We are currently recruiting for an Assessor, Methodology (Biostatistics).
This is a hybrid role with 2 days in the office, 3 days remote.
This is a 35 hour week.
ROLE SUMMARY
The position of Assessor, Methodology (Biostatistics) will be based in the Methodology team in the Centralised and Clinical Trials licensing section and will report to the Executive Assessor (Methodology).
The Methodology team delivers assessments for products authorised through the centralised (EU) mechanism, and clinical trials.
The Methodology team consists of clinical pharmacology assessors and biostatisticians/statistical assessors.
The Assessor, Methodology (Biostatistics) will use their statistical and professional expertise to lead the assessment and review of the statistical aspects of marketing authorisation applications and clinical trial applications.
The Assessor, Methodology (Biostatistics) will critically analyse complex clinical and scientific information, make sound judgements on the value of the statistical methodologies employed, discuss considerations with statistical and non-statistical colleagues and write informative assessment reports for a multi-disciplinary readership, contributing to benefit risk assessment.
The assessment may involve data analysis and interpretation, and dissemination of such to a multi-disciplinary audience.
The Assessor will provide expertise on statistical components of good drug development, interacting with colleagues, multi-disciplinary advisory committees and company representatives, as required.
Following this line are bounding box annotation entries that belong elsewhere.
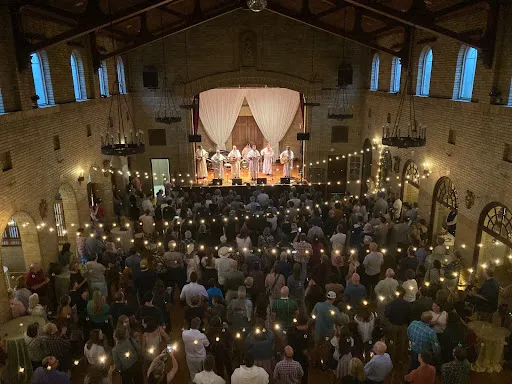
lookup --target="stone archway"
[430,176,458,245]
[400,159,420,206]
[54,184,80,253]
[2,211,42,272]
[473,202,512,272]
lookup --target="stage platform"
[198,164,306,186]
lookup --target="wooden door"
[231,116,265,151]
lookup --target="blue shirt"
[313,300,340,340]
[364,353,393,382]
[343,284,366,308]
[407,320,441,356]
[206,287,224,307]
[32,367,71,384]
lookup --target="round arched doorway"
[2,211,41,272]
[430,176,457,246]
[400,159,420,206]
[473,202,512,284]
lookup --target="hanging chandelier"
[155,14,181,124]
[382,31,427,148]
[247,0,267,12]
[101,2,146,156]
[101,78,146,156]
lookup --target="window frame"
[389,56,402,93]
[30,52,50,106]
[416,46,434,96]
[370,53,380,91]
[458,46,478,101]
[98,60,110,97]
[116,56,128,95]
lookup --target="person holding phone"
[147,345,178,384]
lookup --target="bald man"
[272,286,299,329]
[274,345,304,384]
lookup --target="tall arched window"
[389,57,402,92]
[116,57,126,93]
[70,51,87,100]
[416,46,434,96]
[30,52,49,105]
[370,53,380,91]
[457,47,478,100]
[98,61,109,97]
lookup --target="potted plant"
[30,95,40,109]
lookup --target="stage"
[198,164,306,185]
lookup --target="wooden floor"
[72,295,512,384]
[199,164,300,185]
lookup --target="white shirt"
[181,329,210,359]
[231,365,268,384]
[363,252,384,276]
[139,215,155,233]
[402,279,418,303]
[331,233,347,248]
[193,371,226,384]
[84,344,107,365]
[180,282,208,306]
[215,256,233,285]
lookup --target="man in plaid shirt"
[274,345,304,384]
[407,312,441,370]
[293,232,313,263]
[441,347,470,384]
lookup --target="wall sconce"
[422,163,430,179]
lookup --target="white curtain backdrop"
[245,88,300,160]
[199,89,246,149]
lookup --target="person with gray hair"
[227,285,253,329]
[364,341,393,384]
[182,317,210,379]
[272,286,299,329]
[273,345,304,384]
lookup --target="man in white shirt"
[231,353,268,384]
[193,355,226,384]
[180,271,208,307]
[279,146,293,177]
[139,209,155,235]
[331,225,347,249]
[363,243,384,292]
[181,317,210,379]
[215,246,233,286]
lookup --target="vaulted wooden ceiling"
[10,0,505,70]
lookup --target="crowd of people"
[7,183,508,384]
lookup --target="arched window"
[455,47,478,100]
[70,51,87,100]
[98,61,109,97]
[116,57,126,93]
[416,47,434,96]
[389,57,402,93]
[370,53,380,91]
[30,52,49,105]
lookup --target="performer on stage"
[228,145,242,179]
[279,146,293,177]
[247,145,261,180]
[196,145,208,179]
[242,143,252,160]
[212,149,226,179]
[261,143,274,176]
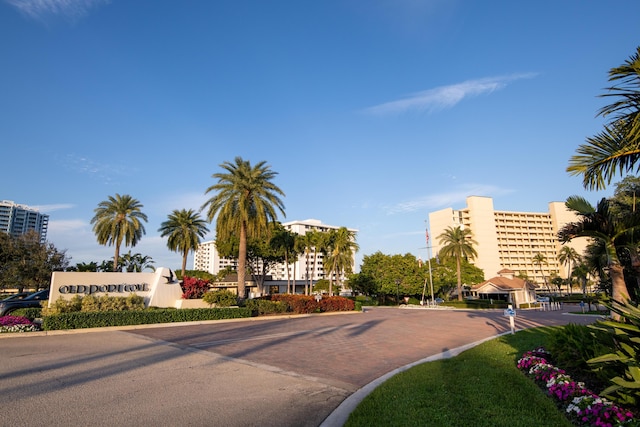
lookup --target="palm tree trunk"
[307,247,318,295]
[113,244,120,272]
[456,257,462,301]
[284,249,291,292]
[182,250,189,280]
[238,221,247,301]
[293,260,298,294]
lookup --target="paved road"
[0,308,593,427]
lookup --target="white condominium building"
[429,196,588,285]
[193,219,357,282]
[0,200,49,243]
[193,240,238,274]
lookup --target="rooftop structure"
[0,200,49,243]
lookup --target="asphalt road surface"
[0,308,595,427]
The Assessor will contribute to providing in-house statistical expertise to other technical sections in HPAR, as required.
KEY RESPONSIBILITIES
Technical Objectives
Analyse and critically appraise statistical aspects of marketing authorisation applications, scientific advice and clinical trial applications and prepare assessment reports.
Assessment includes, but is not limited to, statistical methods, statistical design, statistical analyses plans, sample size and sensitivity analyses and imputation methods for missing data.
Strategic Objectives
Support the Section Manager, Executive Assessor (Methodology) and Section Leadership Team in the continued development of the section and the development, preparation and implementation of work objectives for the section.
Operational Objectives
Work with the Executive Assessor (Methodology) and Section Leadership Team to meet the goals and operational objectives of the section, and to organise work tasks to ensure efficient delivery of work.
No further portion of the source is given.